All organisms require energy to maintain their highly ordered and complex structure. This energy is chemical bond energy that is released by transforming complex compounds acquired from the organism’s environment into simpler ones.
The ultimate source of energy for life on earth is the sun. Sunlight is captured by chlorophyll molecules in green plants, which transform a portion of this energy into chemical bond energy (food energy). Green plants are autotrophic organisms; they require only inorganic compounds absorbed from their surroundings to provide the raw material for synthesis and growth. Most autotrophic organisms are the chlorophyll-bearing phototrophs, although some, the chemosynthetic bacteria, are chemotrophs; they gain energy from inorganic chemical reactions.
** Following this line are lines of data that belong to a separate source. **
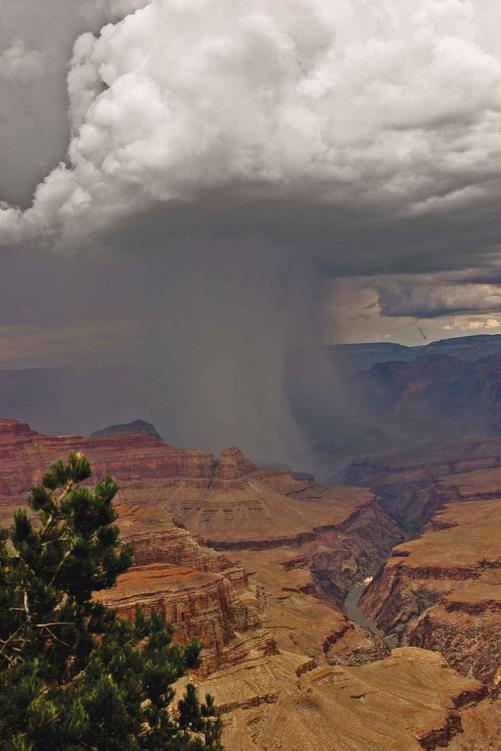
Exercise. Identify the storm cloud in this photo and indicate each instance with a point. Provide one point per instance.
(222, 160)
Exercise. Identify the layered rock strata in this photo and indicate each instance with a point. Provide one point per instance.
(442, 591)
(407, 702)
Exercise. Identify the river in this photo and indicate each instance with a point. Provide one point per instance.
(351, 604)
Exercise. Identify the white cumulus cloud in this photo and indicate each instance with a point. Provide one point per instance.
(20, 64)
(389, 103)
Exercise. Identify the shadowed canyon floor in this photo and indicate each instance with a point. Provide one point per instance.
(256, 563)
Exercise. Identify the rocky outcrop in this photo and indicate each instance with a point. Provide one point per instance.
(409, 701)
(137, 426)
(409, 484)
(465, 626)
(317, 541)
(442, 591)
(218, 610)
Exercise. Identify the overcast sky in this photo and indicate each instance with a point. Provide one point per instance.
(213, 182)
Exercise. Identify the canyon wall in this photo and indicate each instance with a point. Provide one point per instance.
(442, 590)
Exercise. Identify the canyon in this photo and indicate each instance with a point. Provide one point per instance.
(256, 563)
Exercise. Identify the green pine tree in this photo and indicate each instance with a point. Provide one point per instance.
(73, 676)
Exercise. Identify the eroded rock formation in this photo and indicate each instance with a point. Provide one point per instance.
(442, 590)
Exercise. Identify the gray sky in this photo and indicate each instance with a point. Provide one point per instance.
(238, 178)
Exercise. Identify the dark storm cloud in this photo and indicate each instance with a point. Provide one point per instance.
(225, 156)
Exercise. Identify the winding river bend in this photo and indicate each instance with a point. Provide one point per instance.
(351, 605)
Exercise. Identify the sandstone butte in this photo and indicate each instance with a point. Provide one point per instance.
(255, 563)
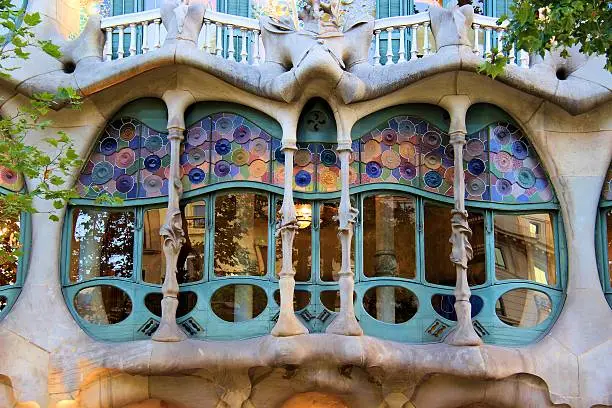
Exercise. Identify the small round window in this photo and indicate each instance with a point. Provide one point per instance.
(390, 304)
(103, 304)
(523, 307)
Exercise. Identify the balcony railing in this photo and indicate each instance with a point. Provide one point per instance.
(396, 39)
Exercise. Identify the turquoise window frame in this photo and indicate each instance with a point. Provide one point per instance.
(11, 292)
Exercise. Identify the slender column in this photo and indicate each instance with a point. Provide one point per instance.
(389, 46)
(120, 49)
(256, 45)
(157, 30)
(145, 37)
(426, 46)
(402, 50)
(287, 324)
(345, 322)
(243, 52)
(133, 35)
(463, 334)
(230, 42)
(174, 237)
(377, 49)
(108, 47)
(414, 46)
(476, 48)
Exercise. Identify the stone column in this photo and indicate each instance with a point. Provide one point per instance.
(463, 334)
(288, 324)
(172, 230)
(345, 322)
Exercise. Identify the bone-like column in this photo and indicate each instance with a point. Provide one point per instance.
(463, 334)
(287, 324)
(345, 322)
(174, 238)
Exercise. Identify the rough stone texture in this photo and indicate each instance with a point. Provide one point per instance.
(46, 360)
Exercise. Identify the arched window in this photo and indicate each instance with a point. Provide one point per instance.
(604, 237)
(401, 176)
(13, 243)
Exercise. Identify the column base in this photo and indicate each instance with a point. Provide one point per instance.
(345, 325)
(288, 325)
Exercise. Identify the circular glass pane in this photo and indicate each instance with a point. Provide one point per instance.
(301, 299)
(444, 305)
(238, 303)
(103, 304)
(187, 301)
(523, 307)
(390, 304)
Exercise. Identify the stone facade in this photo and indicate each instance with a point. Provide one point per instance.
(47, 360)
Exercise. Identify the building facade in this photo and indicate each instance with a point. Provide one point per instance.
(319, 208)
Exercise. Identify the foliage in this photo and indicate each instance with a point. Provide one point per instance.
(543, 25)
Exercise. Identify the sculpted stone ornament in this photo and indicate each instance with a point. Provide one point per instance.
(174, 238)
(345, 322)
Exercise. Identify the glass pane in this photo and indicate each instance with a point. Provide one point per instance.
(103, 304)
(102, 244)
(187, 301)
(237, 303)
(153, 259)
(302, 244)
(390, 304)
(523, 307)
(438, 267)
(389, 247)
(527, 247)
(609, 230)
(329, 243)
(301, 299)
(191, 257)
(241, 234)
(9, 245)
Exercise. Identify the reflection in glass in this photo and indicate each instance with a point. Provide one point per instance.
(9, 249)
(237, 303)
(527, 247)
(609, 230)
(389, 247)
(302, 246)
(523, 307)
(438, 267)
(301, 299)
(390, 304)
(103, 304)
(187, 301)
(241, 234)
(102, 244)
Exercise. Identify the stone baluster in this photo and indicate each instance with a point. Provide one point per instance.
(414, 46)
(108, 47)
(389, 46)
(488, 42)
(345, 322)
(120, 45)
(243, 52)
(172, 230)
(377, 47)
(256, 46)
(145, 37)
(476, 48)
(463, 334)
(219, 40)
(287, 323)
(157, 30)
(230, 42)
(133, 35)
(402, 49)
(426, 46)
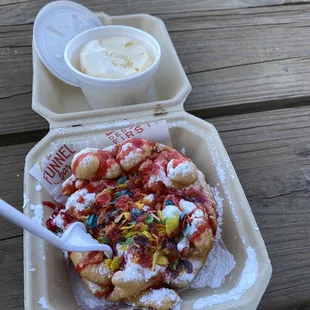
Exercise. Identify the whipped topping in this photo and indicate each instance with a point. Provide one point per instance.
(114, 58)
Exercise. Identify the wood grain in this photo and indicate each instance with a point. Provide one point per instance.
(12, 278)
(237, 61)
(271, 154)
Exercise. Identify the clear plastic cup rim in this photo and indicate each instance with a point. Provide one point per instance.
(123, 29)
Almost all animals are heterotrophic organisms that depend on already synthesized organic compounds of plants and other animals to obtain the materials they will use for growth, maintenance, and reproduction of their kind. Since the food of animals, normally the complex tissues of other organisms, is usually too bulky to be absorbed directly by cells, it must be broken down, or digested, into soluble molecules that are small enough to be used.
Animals may be divided into a number of categories on the basis of dietary habits. Herbivorous animals feed mainly on plant life. Carnivorous animals feed mainly on herbivores and other carnivores. Omnivorous forms eat both plants and animals. Saprophagous animals feed on decaying organic matter.
The ingestion of foods and their simplification by digestion are only initial steps in nutrition. Foods reduced by digestion to soluble, molecular form are absorbed into the circulatory system and transported to the body’s tissues. There they are assimilated into the structure of cells. Oxygen is also transported by blood to the tissues, where food products are oxidized, or burned to yield energy and heat. Food not immediately used is stored for future use. Wastes produced by oxidation must be excreted. Food products unsuitable for digestion are egested in the form of feces.
In this section we first examine the feeding adaptations of animals. Next we discuss digestion and absorption of food. We close with a consideration of nutritional requirements of animals.